After Phase 16 stabilises (typically 2 weeks of soak with the critical-zero counter gate holding), execute these in order. Each is self-contained and reversible.

T18 closed the code paths for #1, #2, #3 + the supporting infrastructure for #4–#8 — what remains is the operator decision + env-var flip in each target environment.

  • audit_registration refactor onto shared helper — closed in commit 0939a91f (T18-B). The route now calls assert_player_brand_matches_operator; behaviour identical, counter cardinality matches the other 13 admin routes.

  • Composite indexes on 6 high-volume tables — closed in commit f5b15966 (T18-A) via migration 0039_brand_id_composite_indexes.py. Apply the migration in each target environment via the standard alembic flow:

    cd servers_v2/shared/rgb_db && uv run alembic upgrade head

    CONCURRENTLY-built so no exclusive locks against writers. Verify via \di+ rgb.ix_player_deposit_brand_status_create_ts etc.

  • AES_STRICT_DECRYPT=on flip — once pii_aes_legacy_plaintext_observed_total{service=*,op=decrypt} drains to zero across player_service / agent_service / admin_service for one full week, set the env var on each service:

    # On each player/agent/admin pod (or via the secrets manager):
    AES_STRICT_DECRYPT=on

    T18-E1 added a boot-time WARN that fires every restart when the flag is OFF in production (warn_aes_strict_decrypt_recommendation) so on-call sees the deferred flip in the boot logs. After the flip the WARN goes silent. The strict-raise behaviour is wired since T12-C2 — the flag toggle is the only thing left to do.

  • Legacy INTERNAL_SERVICE_TOKEN removal — execute in two steps:

    1. Verify internal_caller_token_legacy_total has held zero for two soak windows.

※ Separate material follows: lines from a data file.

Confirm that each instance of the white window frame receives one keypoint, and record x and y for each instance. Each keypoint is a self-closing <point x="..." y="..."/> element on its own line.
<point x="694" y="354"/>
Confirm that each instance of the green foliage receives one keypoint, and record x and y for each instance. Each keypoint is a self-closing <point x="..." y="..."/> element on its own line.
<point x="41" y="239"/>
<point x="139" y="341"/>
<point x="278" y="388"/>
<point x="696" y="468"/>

    2. Set INTERNAL_SERVICE_TOKEN_DEPRECATED=on on every internal-token-accepting service (wallet_service, agent_service, player_service, promotion_service, rolling_service, recon_service, admin_service) AND remove the legacy INTERNAL_SERVICE_TOKEN env var in the same deploy:

      # On each consumer pod:
      INTERNAL_SERVICE_TOKEN_DEPRECATED=on
      unset INTERNAL_SERVICE_TOKEN
      # The per-caller variants INTERNAL_SERVICE_TOKEN_<CALLER>
      # remain set — they are now the only auth path.

      T18-E2 added the boot guard assert_internal_service_token_deprecated_state — if the deprecation flag is on AND the legacy var is still present the service refuses to boot, forcing the operator to remove the legacy var as a single atomic step.

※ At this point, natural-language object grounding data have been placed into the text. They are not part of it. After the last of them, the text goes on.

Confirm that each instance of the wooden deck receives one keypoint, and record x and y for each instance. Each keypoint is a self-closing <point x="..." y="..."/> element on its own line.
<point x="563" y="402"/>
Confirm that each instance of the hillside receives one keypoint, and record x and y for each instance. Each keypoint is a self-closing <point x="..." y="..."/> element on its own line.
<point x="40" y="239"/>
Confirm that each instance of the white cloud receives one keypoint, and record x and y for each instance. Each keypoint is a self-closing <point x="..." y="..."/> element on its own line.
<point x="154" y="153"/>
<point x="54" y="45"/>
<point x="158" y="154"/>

  • Gateway legacy session fallback removal — delivered 2026-05-06 as part of the Phase 4E dual-read sunset cleanup. Gateway now reads only user-session:brand:{brand_id}:{account}; GATEWAY_SESSION_LEGACY_KEY_DISABLED and gateway_session_legacy_key_used_total are retired. The retained signal is gateway_jwt_session_missing_total.

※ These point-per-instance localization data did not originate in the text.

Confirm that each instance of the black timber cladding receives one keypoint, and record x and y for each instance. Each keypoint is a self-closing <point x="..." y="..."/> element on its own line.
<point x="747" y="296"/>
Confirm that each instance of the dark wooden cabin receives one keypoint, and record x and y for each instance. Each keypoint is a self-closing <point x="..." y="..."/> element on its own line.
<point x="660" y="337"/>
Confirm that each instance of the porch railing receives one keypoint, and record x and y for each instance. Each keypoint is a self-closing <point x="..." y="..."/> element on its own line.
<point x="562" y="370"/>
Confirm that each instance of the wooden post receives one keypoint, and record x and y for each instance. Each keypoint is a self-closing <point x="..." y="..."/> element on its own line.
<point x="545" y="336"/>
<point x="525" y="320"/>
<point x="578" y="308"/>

    Historical incident notes that mention GATEWAY_SESSION_LEGACY_KEY_DISABLED describe the pre-sunset transition branch; that flag no longer exists in gateway.

See Also

  • docs/plans/multi-brand/2026-04-27-multi-brand-isolation-plan.md -- canonical Phase 16 step definition.
  • docs/runbooks/multi-brand/multi-brand-isolation-rollout.md -- rationale, release gate, soak-window reasoning.
  • docs/specs/multi-brand/2026-04-27-multi-brand-isolation-spec.md -- acceptance criteria and observability counter definitions.
  • docs/adr/ADR-009-multi-brand-domain-routed-isolation.md -- the decision the flip enforces.
  • servers_v2/tools/multi_brand_backfill/flip_enforcement.py -- the reproducible operator script that prints this plan.
  • docs/runbooks/multi-brand/diagnosis-playbook.md -- per-counter operator-facing playbook for every multi-brand counter referenced in the pre-flip gate above.